As in any controversy, some elements are just laughable, like ICC sponsors in an attempt to beat zoning regulations (residential versus commercial) declaring its address as being down the hill on West Strand, rather than Abeel. And with Company Hill Path between their property and the Strand. As fig leafs go, that doesn’t offer much coverage.
The AOH seems fully committed to this project, its opponents equally dedicated to stopping it. Serious legal questions have been raised over the planning board’s review, so it’s likely a judge will have the last word. That will take time and time is expensive for all parties concerned.
The AOH might begin considering some alternatives. The Abeel Street (West Strand?) site was chosen for its historic significance. Corporate offices of the Delaware & Hudson Canal were located there, thus “Company Hill Path.” Many a local Irish family can trace its roots to the immigrants (men for the most part) who labored on the D&H and trudged up Company Hill to collect their pay from their WASP overseers. The AOH has created a small park where the D&H building once stood.
There may be other places nearby on the historic Rondout where a 16,000-square-foot building could be erected with plenty of parking. The long-vacant area between the Trolley Museum on East Strand and Broadway comes to mind. Fifty years ago, the Daily Freeman, then located at the foot of Broadway, considered building a new plant on that five-acre site.
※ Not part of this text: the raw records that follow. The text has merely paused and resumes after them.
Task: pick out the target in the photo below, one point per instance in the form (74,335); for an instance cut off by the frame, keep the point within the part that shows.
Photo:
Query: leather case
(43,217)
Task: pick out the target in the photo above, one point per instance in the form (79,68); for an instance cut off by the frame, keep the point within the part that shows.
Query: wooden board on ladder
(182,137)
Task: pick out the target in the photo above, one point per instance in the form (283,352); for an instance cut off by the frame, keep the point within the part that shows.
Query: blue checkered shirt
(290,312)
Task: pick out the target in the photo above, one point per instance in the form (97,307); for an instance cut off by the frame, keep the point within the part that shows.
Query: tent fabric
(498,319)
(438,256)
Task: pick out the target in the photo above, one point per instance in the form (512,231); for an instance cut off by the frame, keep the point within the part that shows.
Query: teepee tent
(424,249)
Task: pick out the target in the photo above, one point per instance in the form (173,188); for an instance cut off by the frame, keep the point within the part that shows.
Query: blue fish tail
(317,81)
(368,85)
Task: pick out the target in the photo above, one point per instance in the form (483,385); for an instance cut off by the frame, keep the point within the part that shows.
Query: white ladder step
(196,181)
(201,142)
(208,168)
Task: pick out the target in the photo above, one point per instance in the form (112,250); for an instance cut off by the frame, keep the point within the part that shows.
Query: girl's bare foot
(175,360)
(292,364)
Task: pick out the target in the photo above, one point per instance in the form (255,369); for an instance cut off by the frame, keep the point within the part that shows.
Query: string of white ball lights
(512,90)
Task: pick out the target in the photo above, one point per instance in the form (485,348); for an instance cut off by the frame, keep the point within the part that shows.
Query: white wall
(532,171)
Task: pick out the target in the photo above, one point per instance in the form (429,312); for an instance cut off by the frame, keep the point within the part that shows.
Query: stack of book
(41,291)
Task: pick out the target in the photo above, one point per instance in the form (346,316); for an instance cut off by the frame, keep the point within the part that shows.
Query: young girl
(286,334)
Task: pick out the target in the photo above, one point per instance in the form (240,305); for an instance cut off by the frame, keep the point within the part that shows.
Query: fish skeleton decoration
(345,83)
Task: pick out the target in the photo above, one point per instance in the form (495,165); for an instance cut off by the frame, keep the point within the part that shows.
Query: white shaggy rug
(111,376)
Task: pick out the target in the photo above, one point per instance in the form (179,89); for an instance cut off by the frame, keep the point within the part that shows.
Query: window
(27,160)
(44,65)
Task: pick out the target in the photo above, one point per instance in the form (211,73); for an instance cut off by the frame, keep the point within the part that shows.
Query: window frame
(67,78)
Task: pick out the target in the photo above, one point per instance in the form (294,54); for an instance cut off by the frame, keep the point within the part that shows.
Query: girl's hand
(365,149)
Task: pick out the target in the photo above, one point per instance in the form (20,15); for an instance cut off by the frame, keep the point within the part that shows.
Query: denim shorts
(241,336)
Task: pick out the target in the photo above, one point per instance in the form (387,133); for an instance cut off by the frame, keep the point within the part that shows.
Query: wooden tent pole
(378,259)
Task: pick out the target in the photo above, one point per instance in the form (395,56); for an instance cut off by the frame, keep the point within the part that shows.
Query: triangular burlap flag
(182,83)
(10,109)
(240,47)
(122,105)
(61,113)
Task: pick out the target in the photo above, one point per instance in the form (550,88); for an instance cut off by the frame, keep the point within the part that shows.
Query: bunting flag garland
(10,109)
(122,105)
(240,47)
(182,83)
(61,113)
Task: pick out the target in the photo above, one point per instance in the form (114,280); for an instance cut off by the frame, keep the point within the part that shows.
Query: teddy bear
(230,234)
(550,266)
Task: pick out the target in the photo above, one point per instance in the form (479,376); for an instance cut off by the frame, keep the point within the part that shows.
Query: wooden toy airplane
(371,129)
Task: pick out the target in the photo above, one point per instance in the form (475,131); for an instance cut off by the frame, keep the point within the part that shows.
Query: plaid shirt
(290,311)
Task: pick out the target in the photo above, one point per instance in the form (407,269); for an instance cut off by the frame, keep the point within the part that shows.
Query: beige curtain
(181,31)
There is of course the problem with the $2 million in hard-lobbied government money. Would the state be open to a change in plans? Perhaps. We seem to have friends in Albany.
To my AOH mates, fierce defenders of all things Irish, this might sound like giving up after a long fight, but let us keep the prize in focus. The ICC remains a very good idea, to which I would add a rooftop ballroom (with retractable roof) where we could jig and step-dance under the stars. The present proposal rests on shaky ground with miles to go before we dig, if ever.
More parking
Work is progressing nicely on reconstruction of a city-owned public parking lot on North Front Street. When completed, probably next month, it will add a few more spaces with better drainage, lighting and marking. But might the administration think outside the box on this project?
It’s probably too late, but why not build a two or three-tiered parking garage to be financed with a newly-created city parking authority, its revenues dedicated to paying off bonds and maintenance? Such a plan could double or triple badly needed Stockade parking in the emerging “new Kingston” and without direct cost to taxpayers.
Just a thought.
Courting the votes
In another one of those time immemorial city-county conflicts, Kingston legislators are fighting a rear-guard action with their country colleagues on rewording a November referendum on relocating Family Court from rental space in Uptown Kingston to the county-owned Business Resource Center in the Town of Ulster.
The wording on the ballot, approved last month by the legislature in an overwhelming 18-4 vote, is decidedly persuasive and blatantly partisan in detailing all the advantages of the move. Conspicuously absent is that it could cost taxpayers upwards of $8 million to rehab the BRC for court purposes.